20. Ter zitting hebben eisers nog betoogd dat verweerder de (kopie van de) vogelvrijverklaring ten onrechte niet (ook) los van hun asielrelaas heeft gezien, nu uit de enkele inhoud daarvan kan worden geconcludeerd dat eisers bij terugkeer naar Irak een reëel risico lopen op ernstige schade. De rechtbank kan dit niet volgen. Eisers hebben de (kopie van de) vogelvrijverklaring immers overgelegd ter onderbouwing van hun asielrelaas, inhoudende dat zij in Irak gevaar lopen (van hun stam) als gevolg van de zwangerschap van eiseres (van destijds), hun (in het geheim gesloten) huwelijk en het werk van eiseres als prostituee in een bordeel. Verweerder heeft de (kopie van de) vogelvrijverklaring bezien en beoordeeld (mede) in het licht van dit asielrelaas en zich – zoals blijkt uit het vorenstaande – niet ten onrechte op het standpunt gesteld dat aan deze verklaring niet de waarde kan worden gehecht die eisers wensen en dat het niet geloofwaardig wordt geacht dat eiser vogelvrij verklaard is door zijn stam. Daarom is het niet aannemelijk dat eisers bij terugkeer naar Irak een reëel risico lopen op ernstige schade. Deze beroepsgrond faalt daarom evenzeer.
21. Tot slot hebben eisers een beroep gedaan op de zogenaamde Bahaddar-exceptie omdat volgens eisers sprake is van zeer opmerkelijke en bijzondere omstandigheden, gelegen in het zoekraken van een geheel pakket aan documenten. Bovendien hebben eisers met de vogelvrijverklaring onderbouwd dat zij bij uitzetting wel degelijk te vrezen hebben voor schending van artikel 3 van het EVRM. Door vrijwel uitsluitend te oordelen dat de (kopie van de) vogelvrijverklaring eerder ingebracht had kunnen worden, daar waar verweerder medeverantwoordelijk is voor het feit dat deze verklaring niet al is meegenomen in de eerste besluitvorming, maakt dat een beroep op de Bahaddar-exceptie in dit specifieke geval geoorloofd is, aldus eisers. Ter zitting hebben eisers hieraan nog toegevoegd dat de (kopie van de) vogelvrijverklaring veel te marginaal is getoetst door verweerder.

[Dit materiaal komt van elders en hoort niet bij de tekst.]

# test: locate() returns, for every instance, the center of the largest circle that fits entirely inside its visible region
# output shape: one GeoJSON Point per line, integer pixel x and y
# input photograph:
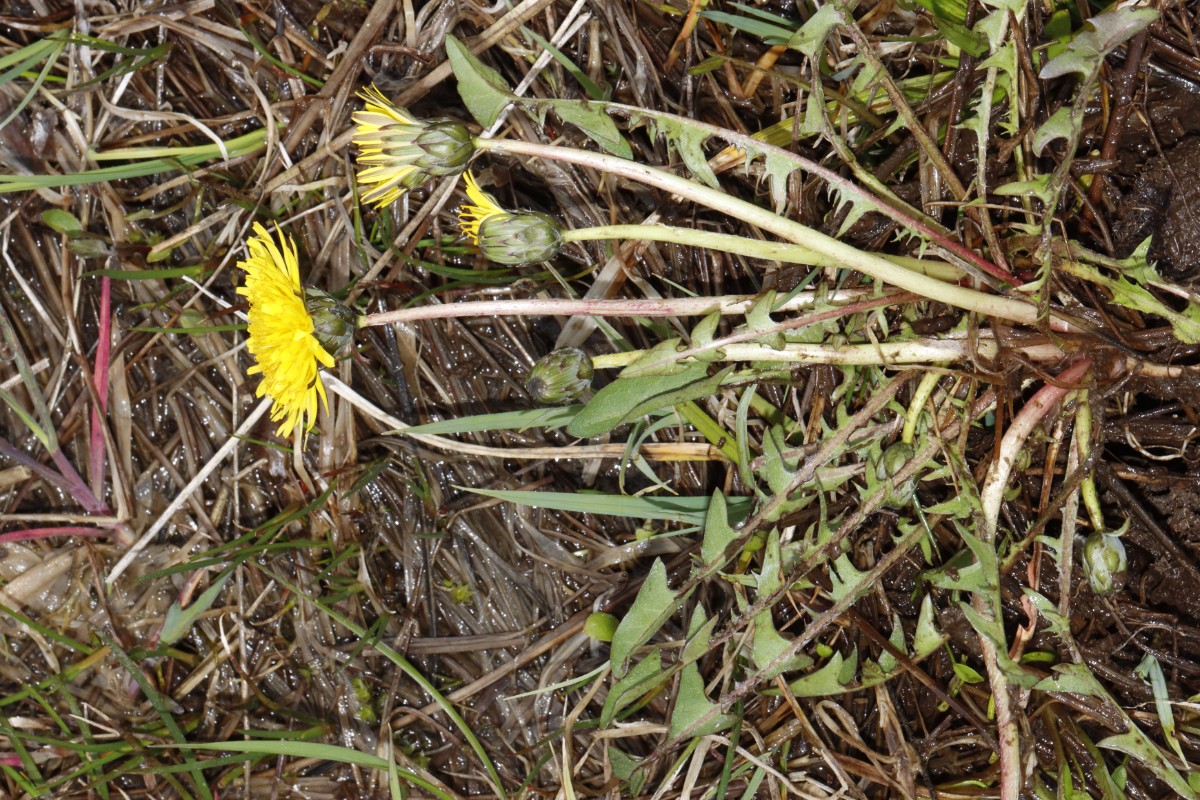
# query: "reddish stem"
{"type": "Point", "coordinates": [96, 451]}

22. De rechtbank overweegt in dit verband dat de bestuursrechter een nationale procedureregel buiten toepassing moet laten wanneer er omstandigheden zijn als bedoeld in het arrest Bahaddar, om een schending van artikel 3 van het EVRM te voorkomen. In dit geval wordt aan eisers echter geen nationale procedureregel tegengeworpen, zijnde een regel die er toe strekt de nationale autoriteiten in staat te stellen aanvragen om een verblijfsvergunning op een ordelijke wijze af te doen. Reeds daarom kan eisers beroep op de Bahaddar-exceptie niet slagen. Wat eisers in het kader van de Bahaddar-exceptie hebben aangevoerd, is in wezen gericht op verweerders beoordeling van de vogelvrijverklaring. Die beoordeling hebben eisers aangevochten met het onderhavige beroep en dat beroep is hierboven door de rechtbank beoordeeld. Daarbij is reeds geoordeeld dat het niet aannemelijk is dat eisers bij terugkeer naar Irak een reëel risico lopen op ernstige schade. Daarom kan ook deze beroepsgrond eisers niet baten.
23. De beroepsgronden slagen niet en verweerder heeft de aanvragen terecht afgewezen als kennelijk ongegrond.
24. Voor een proceskostenveroordeling bestaat geen aanleiding.